Monstrobolaxa wrote:
King of Spades wrote:To what extent is chassis flex due to aeroelasticity, do you think?
Aeroelasticity and bending due to structural forces is not exactly the same thing.
I appreciate that, but that wasn't quite what I meant. Aeroelasticity is dynamic loading of a structure due to surrounding fluidic flow, and structural forces cause a static loading. They both cause structural flex (although aerodynamic effects would be more of a vibration, its amplitude at any point in time is a contribution to overall flex).
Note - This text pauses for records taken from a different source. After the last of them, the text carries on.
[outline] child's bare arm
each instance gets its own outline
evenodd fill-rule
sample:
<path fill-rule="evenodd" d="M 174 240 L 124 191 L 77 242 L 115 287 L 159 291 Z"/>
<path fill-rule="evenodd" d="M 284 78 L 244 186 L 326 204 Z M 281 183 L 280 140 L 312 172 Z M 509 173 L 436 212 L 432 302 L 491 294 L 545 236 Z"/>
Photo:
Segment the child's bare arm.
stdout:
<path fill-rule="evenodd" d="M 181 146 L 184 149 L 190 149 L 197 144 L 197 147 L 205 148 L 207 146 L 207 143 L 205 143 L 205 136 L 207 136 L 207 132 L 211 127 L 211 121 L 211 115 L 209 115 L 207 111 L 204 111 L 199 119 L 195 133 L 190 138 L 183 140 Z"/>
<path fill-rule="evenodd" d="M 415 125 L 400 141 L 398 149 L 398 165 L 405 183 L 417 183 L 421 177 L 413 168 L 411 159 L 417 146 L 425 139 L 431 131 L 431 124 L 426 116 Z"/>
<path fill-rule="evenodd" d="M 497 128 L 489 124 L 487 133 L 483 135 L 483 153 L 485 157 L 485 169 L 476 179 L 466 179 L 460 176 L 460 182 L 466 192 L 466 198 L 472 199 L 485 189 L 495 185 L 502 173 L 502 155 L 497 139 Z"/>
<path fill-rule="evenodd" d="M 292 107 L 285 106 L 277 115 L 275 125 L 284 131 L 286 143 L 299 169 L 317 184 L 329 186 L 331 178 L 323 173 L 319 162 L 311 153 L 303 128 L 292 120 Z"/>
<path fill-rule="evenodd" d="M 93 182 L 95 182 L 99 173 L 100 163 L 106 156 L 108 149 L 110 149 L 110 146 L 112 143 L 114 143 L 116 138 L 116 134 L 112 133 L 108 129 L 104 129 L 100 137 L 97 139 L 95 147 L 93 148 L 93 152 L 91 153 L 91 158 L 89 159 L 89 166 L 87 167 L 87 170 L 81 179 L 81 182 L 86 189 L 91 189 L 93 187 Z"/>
At a guess I'd say that, on an F1 car, flex due to structural forces is of the order of 100 times more important than aeroelasticity - but as I say, this is just a guess.
3rd year student, reading Aeronautical Engineering to Masters level at Loughborough University, UK.

A proud Maxthon user since 02-Oct-2005

מלך של עלהים

User avatar
m3_lover
0
Joined: 26 Jan 2006, 07:29
Location: St.Catharines, Ontario, Canada

Post

I have a question, when a F1 car go over a kerb the less chassis flex the car has the better the car will be able to gain traction and power after going over the kerb?
Simon: Nils? You can close in now. Nils?
John McClane: [on the guard's phone] Attention! Attention! Nils is dead! I repeat, Nils is dead, ----head. So's his pal, and those four guys from the East German All-Stars, your boys at the bank? They're gonna be a little late.
Simon: [on the phone] John... in the back of the truck you're driving, there's $13 billon dollars worth in gold bullion. I wonder would a deal be out of the question?
John McClane: [on the phone] Yeah, I got a deal for you. Come out from that rock you're hiding under, and I'll drive this truck up your ass.